TCP vs UDP¶
TCP (Transmission Control Protocol) — reliable, ordered, connection-oriented. Uses 3-way handshake, retransmissions, flow control. Used for: HTTP, FTP, email. UDP (User Datagram Protocol) — unreliable, no ordering, connectionless. Lower latency, no overhead. Used for: DNS, streaming, gaming, VoIP. Choose TCP when data integrity matters, UDP when speed matters.
Key Concepts¶
Deep Dive: TCP vs UDP Comparison
| Feature | TCP | UDP |
|---|---|---|
| Connection | Connection-oriented | Connectionless |
| Reliability | Guaranteed delivery | Best-effort |
| Ordering | Maintained | Not guaranteed |
| Speed | Slower (overhead) | Faster |
| Header size | 20 bytes | 8 bytes |
| Flow control | Yes (sliding window) | No |
| Congestion control | Yes | No |
| Use case | Web, email, file transfer | Streaming, DNS, gaming |
Deep Dive: TCP 3-Way Handshake
Client Server
│ │
│── SYN ──────────→│ 1. Client requests connection
│ │
│←── SYN-ACK ──────│ 2. Server acknowledges + requests
│ │
│── ACK ──────────→│ 3. Client acknowledges
│ │
│ Connection Established │
TCP teardown (4-way):
Deep Dive: TCP Reliability Mechanisms
- Sequence numbers: Track byte order
- Acknowledgments: Confirm receipt
- Retransmission: Resend lost packets (timeout)
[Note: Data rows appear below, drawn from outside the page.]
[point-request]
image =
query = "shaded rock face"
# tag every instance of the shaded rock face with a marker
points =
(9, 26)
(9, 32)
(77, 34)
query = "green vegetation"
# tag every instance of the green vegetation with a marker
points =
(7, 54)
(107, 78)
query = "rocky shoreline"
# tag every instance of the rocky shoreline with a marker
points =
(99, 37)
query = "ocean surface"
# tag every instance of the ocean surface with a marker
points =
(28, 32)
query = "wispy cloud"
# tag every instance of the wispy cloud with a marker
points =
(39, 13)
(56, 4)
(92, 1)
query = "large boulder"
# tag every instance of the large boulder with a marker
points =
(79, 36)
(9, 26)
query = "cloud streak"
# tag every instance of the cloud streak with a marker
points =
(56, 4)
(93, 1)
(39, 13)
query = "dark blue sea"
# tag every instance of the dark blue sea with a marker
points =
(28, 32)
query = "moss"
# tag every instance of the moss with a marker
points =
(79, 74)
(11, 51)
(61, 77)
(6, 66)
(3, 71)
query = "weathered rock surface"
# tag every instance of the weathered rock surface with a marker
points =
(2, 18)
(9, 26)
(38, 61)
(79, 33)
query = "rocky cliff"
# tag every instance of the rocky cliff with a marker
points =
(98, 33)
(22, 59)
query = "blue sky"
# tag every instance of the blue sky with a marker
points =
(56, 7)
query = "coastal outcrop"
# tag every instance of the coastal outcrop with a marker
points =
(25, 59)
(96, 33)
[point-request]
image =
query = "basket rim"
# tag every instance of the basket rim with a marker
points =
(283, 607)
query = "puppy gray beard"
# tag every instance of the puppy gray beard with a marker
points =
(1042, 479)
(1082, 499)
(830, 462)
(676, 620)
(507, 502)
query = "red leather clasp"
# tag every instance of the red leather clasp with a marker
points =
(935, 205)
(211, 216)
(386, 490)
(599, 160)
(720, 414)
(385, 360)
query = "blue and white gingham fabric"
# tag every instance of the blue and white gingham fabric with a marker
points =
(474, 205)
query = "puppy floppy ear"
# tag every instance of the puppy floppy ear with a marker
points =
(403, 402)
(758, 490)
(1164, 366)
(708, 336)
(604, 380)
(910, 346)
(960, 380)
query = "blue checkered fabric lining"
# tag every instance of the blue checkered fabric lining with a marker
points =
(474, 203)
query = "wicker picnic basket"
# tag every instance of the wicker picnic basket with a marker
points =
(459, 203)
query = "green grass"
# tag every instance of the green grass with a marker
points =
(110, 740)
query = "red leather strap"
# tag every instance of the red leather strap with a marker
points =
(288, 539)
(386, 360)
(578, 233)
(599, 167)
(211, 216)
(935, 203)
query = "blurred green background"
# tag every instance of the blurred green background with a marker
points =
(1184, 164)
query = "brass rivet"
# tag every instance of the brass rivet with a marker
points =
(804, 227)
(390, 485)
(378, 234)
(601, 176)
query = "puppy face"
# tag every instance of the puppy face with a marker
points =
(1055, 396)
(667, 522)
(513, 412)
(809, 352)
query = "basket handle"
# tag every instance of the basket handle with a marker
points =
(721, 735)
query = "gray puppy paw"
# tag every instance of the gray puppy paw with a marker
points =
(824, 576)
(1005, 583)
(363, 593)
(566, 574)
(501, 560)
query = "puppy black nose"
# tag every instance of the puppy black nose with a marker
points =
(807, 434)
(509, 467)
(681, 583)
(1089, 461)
- Flow control: Receiver advertises window size
- Congestion control: Slow start, congestion avoidance
Common Interview Questions
- What is the difference between TCP and UDP?
- Explain the TCP 3-way handshake.
- Why is UDP faster than TCP?
- When would you use UDP over TCP?
- What is flow control? Congestion control?